Pensar uma pátria sem um território de referência identitária faria tão pouco sentido como acreditar que um “despatriado” que reconhece os laços da língua, da família, da cultura e da terra onde nasceu e viveu se considere, sinceramente, liberto da “raiz” por transformação em “cidadão do mundo”.
Num texto pouco citado, - O Sentido de Portugal - , Fernando Pessoa simplifica o vínculo do homem à pátria considerando que “a base da Pátria é o idioma, porque o idioma é o pensamento em acção, e o homem é um animal pensante, e a acção é a essência da vida.”

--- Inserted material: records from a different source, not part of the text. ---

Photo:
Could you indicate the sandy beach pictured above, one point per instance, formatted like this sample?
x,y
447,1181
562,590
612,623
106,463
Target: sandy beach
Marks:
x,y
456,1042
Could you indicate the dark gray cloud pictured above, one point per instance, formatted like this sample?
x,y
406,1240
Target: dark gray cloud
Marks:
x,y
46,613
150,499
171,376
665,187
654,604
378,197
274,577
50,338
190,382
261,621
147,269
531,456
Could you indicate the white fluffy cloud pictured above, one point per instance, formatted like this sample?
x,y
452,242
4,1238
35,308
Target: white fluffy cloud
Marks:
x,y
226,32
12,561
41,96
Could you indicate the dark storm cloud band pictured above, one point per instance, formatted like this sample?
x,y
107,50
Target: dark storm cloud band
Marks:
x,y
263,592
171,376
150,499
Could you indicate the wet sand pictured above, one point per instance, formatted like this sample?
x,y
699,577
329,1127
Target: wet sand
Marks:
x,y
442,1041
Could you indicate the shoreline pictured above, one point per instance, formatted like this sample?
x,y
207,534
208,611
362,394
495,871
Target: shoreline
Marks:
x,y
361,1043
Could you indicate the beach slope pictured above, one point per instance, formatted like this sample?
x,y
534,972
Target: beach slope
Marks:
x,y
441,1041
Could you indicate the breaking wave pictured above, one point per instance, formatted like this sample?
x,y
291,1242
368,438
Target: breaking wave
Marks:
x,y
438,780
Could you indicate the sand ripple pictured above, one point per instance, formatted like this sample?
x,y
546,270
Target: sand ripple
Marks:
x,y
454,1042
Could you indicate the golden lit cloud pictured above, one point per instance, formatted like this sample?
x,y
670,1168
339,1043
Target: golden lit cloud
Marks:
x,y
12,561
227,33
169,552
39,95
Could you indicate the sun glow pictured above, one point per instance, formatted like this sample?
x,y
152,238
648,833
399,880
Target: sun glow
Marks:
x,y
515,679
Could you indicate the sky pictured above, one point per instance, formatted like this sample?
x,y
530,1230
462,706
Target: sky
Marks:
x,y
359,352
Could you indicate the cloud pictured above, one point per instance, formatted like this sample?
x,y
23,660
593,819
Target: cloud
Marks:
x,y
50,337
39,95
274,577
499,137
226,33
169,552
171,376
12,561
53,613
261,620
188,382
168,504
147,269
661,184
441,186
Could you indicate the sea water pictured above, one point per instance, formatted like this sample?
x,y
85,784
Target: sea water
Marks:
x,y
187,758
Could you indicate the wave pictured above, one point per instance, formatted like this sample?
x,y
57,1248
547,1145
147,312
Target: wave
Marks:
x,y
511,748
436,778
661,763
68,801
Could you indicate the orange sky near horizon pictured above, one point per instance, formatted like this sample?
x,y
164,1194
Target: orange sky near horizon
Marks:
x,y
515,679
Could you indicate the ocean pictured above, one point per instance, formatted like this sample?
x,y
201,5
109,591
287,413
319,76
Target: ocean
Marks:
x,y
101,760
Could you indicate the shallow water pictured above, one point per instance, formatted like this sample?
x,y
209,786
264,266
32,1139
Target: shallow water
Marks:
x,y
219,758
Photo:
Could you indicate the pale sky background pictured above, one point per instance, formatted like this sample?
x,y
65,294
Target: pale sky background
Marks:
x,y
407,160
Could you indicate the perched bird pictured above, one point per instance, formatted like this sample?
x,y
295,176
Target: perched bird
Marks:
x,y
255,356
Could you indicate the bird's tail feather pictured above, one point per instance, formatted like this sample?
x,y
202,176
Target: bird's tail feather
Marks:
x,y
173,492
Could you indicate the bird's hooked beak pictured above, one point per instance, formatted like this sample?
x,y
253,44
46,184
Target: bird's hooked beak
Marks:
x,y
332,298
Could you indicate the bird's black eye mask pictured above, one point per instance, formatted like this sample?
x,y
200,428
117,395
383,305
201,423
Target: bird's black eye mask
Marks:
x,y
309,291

Se quisermos ser mais abrangentes, aduziremos que o homem, sendo também um animal terrígeno, como os bichos do monte e as aves do céu, mas dotado com uma qualidade que o distingue entre os outros animais – o livre arbítrio – pensou, falou e agiu em função do território em que “apareceu”, logo para se relacionar com o seu parceiro ou vizinho, criando um idioma de intercomunicação que lhe permitiu receber e transmitir práticas e ideias de sobrevivência e desenvolvimento. Todavia, se, conservando embora o idioma em territórios estranhos para onde nos mudámos, por necessidade ou aventura, não contássemos com o único território de recurso em que não nos sentiríamos tolerados e donde moralmente nunca poderíamos ser expulsos,
- não nos perturbaria ver que israelitas e palestinos se matam desenfreadamente para terem um território e não se contentam, vivendo na diáspora, em manter a língua e o que ela resguarda, como um relicário, da sua identidade;
- não nos sensibilizaria ver aquele velho camponês que vendeu a casa e o eido da aldeia onde nasceu para custear a compra do apartamento do filho com quem vai viver, na cidade, e depois, doente, por não encontrar nele assistência, acabar os seus dias recolhido numa Misericórdia, sofrendo de saudade dos campos e dos montes da terra perdida, sentindo que a sua pátria morreu na cidade – sobre o que António de Alçada Baptista, beirão saudoso expatriado em Lisboa, também achou que “a Pátria começa nas aldeias e tem o destino do campesinato”;
- não veríamos como um perigoso aviso ou ameaça o facto de países ricos e populosos da Ásia, para proverem à sua alimentação, estarem a comprar partes do território de países pobres de África onde os seus naturais, por falarem idiomas diferentes, chegam a disputar ferozmente direitos de ocupação.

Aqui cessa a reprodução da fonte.